The estimates of this study, and from prior population studies of this type (e.g., Kandel and Logan 1984; Eaton et al. 1989; DeWit et al. 1997; 2000), represent population averages over the experiences of all individuals in the study populations, including the higher and lower risk subgroups delineated in the aforementioned studies. As such, these estimates have some utility in clinical practice and in research, akin to the utility of other averaged values. These are ‘population norms’ that clinicians may use on a daily basis to guide decision-making about the care and management of individual patients, that public health workers can use to make decisions about appropriate timing of prevention activities, and that scientists may apply in planning for their future studies.

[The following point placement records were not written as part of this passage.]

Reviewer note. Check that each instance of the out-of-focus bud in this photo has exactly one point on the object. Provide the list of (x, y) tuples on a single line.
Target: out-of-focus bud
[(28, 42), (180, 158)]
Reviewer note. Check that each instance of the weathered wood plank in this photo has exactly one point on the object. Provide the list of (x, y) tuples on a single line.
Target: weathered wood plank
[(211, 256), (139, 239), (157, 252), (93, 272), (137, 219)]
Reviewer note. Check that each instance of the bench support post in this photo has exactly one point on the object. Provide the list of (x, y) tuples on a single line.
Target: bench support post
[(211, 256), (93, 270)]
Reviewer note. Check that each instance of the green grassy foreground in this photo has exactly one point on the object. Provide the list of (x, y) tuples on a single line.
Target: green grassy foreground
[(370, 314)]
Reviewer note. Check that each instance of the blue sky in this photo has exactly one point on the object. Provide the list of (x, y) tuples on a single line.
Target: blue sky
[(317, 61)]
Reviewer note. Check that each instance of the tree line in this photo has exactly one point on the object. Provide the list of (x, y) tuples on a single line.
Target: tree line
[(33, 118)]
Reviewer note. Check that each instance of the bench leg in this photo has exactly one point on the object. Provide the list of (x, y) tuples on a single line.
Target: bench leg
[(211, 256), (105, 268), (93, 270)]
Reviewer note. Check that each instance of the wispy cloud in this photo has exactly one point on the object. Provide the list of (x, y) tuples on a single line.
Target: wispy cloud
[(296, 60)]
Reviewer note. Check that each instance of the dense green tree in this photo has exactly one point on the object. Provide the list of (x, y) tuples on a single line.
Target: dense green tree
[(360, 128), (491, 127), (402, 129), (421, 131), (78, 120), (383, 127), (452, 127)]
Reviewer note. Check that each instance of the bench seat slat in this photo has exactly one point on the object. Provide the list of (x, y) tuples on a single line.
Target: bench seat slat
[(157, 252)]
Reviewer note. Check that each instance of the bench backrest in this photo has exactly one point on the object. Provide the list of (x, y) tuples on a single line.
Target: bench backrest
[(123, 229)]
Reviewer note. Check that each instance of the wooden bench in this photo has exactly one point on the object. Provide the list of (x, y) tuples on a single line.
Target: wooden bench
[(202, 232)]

In future research, it should be possible to examine these subgroup variations and markers of individual vulnerability in more detail. In the past, most attention in etiologic research on drug dependence has been fixed upon risks of first drug use or first appearance of drug dependence. The perspective advanced in this paper is one that encourages greater attention to the timing of the transitions from first drug use to development of drug dependence.

One clear application of this shift in perspective involves genetically oriented twin studies. For the most part, twin studies of drug dependence have sorted the twin pairs into two groups: pairs that are discordant for occurrence of drug dependence (one twin ‘positive’ and one twin ‘negative’) versus pairs that are concordant (both twins ‘positive’ or both twins ‘negative’). Instead, twin studies can re-define concordance with respect to the time elapsed from first drug use to first drug dependence (or first drug problem). Twins with exactly the same elapsed time from first drug use to first dependence are concordant; otherwise, they are discordant. One advantage of this analytical approach to defining concordance and discordance is to increase the number of ‘discordant’ twin pairs, with increasing precision of study estimates and statistical power to detect environmental influences upon vulnerability to drug dependence. Determinants of lag time from first use to each drug to first dependence may become an issue in twin studies and other research on etiology of drug dependence, just as ‘rapid’ or slower transition from drug exposure opportunities to actual first use has become an issue for research on the causes of initial drug involvement (e.g., see Van Etten and Anthony 1999; Wagner and Anthony 2001).

In conclusion, estimates from this national survey represent novel evidence concerning the drug-taking experiences of the U.S. population. Analyses of time elapsed from first drug use to first drug dependence shed new light on these experiences. Directions for future research include more careful study of sub-group variation in the average values reported in this paper, such as clarification of the mechanisms by which earlier onset of drug use is associated with later increased risk of drug dependence problems.